How To Prepare For Tough Economic Times

None of us is being spared in reaction to the falling stock market and the collapse of many powerful financial institutions. Unless you’ve been keeping your money in cash and saving it under your mattress all these years, you know how horrible the news was when last recession hit in terms of loss of value of our savings, 401Ks and stock portfolios. However, let’s understand the loss is in paper, it is the value of your stock portfolio if you were to sell it today.

If you’ve been investing in a 401K, a retirement fund, all these years, you know that in some cases the worth of the investment was down as much as 40-percent! But this sharp decrease in value only had an impact on you if you were planning on retiring soon and drawing on your investments. If you kept the investment where it was, the market eventually went up and you had the value back. I hope you didn’t take your money out and if you did, you probably experience a tremendous loss.

Even with investment firms that went bankrupt, your money is still there because the stocks are in your name as are the ownership certificates. The federal government increased the protection of your savings account from $100,000 to $250,000. That meant that if the bank collapses and ceases to be in business, your funds were insured by our national government.
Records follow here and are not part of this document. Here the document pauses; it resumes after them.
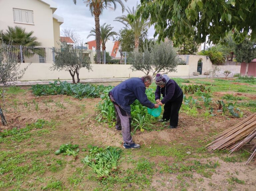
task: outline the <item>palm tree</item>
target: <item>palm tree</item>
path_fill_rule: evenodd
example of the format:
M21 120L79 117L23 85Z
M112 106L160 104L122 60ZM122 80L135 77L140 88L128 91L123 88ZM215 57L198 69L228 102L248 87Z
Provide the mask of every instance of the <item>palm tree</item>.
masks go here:
M109 40L109 38L111 37L113 37L114 35L117 35L116 32L111 31L114 27L110 26L110 25L106 25L105 23L100 26L100 41L102 45L102 51L106 50L106 43ZM88 38L91 36L96 37L96 31L93 28L87 38Z
M126 9L128 14L133 17L134 19L133 22L131 21L128 18L127 15L118 17L114 20L114 21L122 23L126 27L128 27L133 31L134 33L134 47L135 49L137 50L139 49L140 37L142 31L148 27L149 20L149 18L146 20L144 20L141 18L141 16L139 17L135 17L135 13L139 7L139 6L137 5L136 9L135 9L133 7L132 10L129 8Z
M124 0L126 2L127 0ZM95 31L96 36L96 46L97 52L97 63L100 60L100 15L102 14L105 9L110 8L113 9L110 6L113 4L113 9L116 8L117 3L122 7L123 12L125 10L125 6L122 0L83 0L86 4L86 7L89 7L92 16L94 16L95 21ZM73 0L75 4L76 4L76 0Z
M230 61L233 61L234 55L235 54L236 43L234 40L232 32L230 32L224 38L224 51L228 57L230 58Z
M25 31L25 28L21 27L15 26L12 27L8 26L6 32L3 33L2 38L3 42L6 44L22 46L23 60L21 60L21 57L19 47L14 46L12 49L12 52L17 56L20 62L24 63L25 57L31 58L35 54L43 57L45 56L44 49L36 47L42 46L42 43L36 40L37 38L36 37L32 36L33 34L34 31L27 32Z

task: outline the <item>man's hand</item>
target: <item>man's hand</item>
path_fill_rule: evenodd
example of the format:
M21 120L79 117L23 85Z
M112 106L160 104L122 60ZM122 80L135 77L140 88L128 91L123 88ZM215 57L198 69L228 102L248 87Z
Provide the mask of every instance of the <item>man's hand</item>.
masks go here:
M163 105L163 103L161 102L161 101L159 101L158 102L158 103L157 103L158 105Z
M159 105L158 104L155 104L155 106L154 106L154 108L157 108L158 107L159 107Z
This is what is referred to as FDIC insured.

These are the basic hard facts. And hard they are if you were counting on obtaining a mortgage and your financial worth has decreased substantially. Or if you were planning on retiring and drawing on your 401K you know that you have suffered a huge loss in financial value.

The two areas where you might have taken a direct hit were; One, if part or all of your income allowance has been dependent on dividends. You know that because of the value of the stock you own has plummeted, your dividend income has also dropped significantly.

Two, if your stock broker was buying stock on your behalf based on margin loans. This is when stock is being purchased using borrowed money in the hope that the difference between the increase in the stock cost will pay off the margin loan.

This is a very difficult situation for the individual who has been living off his stock market income. Hopefully, he has diversified his investments and that he has money in a savings account, treasury note or CDs.

If you were planning on selling your apartment or house at tough economic times, it will be more difficult to get your asking price and for a buyer to obtain financing. Tough times mean that it is a buyer’s market. This is all very well and good providing a buyer pays all cash or is able to get a mortgage, but not an easy task. In bad times most real estate will go down average of 20% to 30%. However, worst hit will be some luxury homes which could lose 50% of heir values.

As you probably saw by last recession or watching the news on television, thousands of people in the financial industry lost their jobs and these are well educated, highly experienced men and women who have financial responsibilities. Many of these people were in my psychotherapy practice and I urged them to turn to parents and family members for help and consider temporary employment in a different industry.

But most importantly I told them that essentially the sky is not falling. Yes, it looks horribly gloomy particularly for a family man who is dependent on his regular income.

The lack of stability in the financial world can be infectious. It can have the impact that our world as we’ve known it has come to an end. It can bleed into our everyday lives and make us feel as if we are unstable and that the next blow can be the final one. So much of our self worth has been linked to the money we make, our lifestyle, the stores we shop in, the cars we drive, the vacations we go on, and the restaurants we eat in.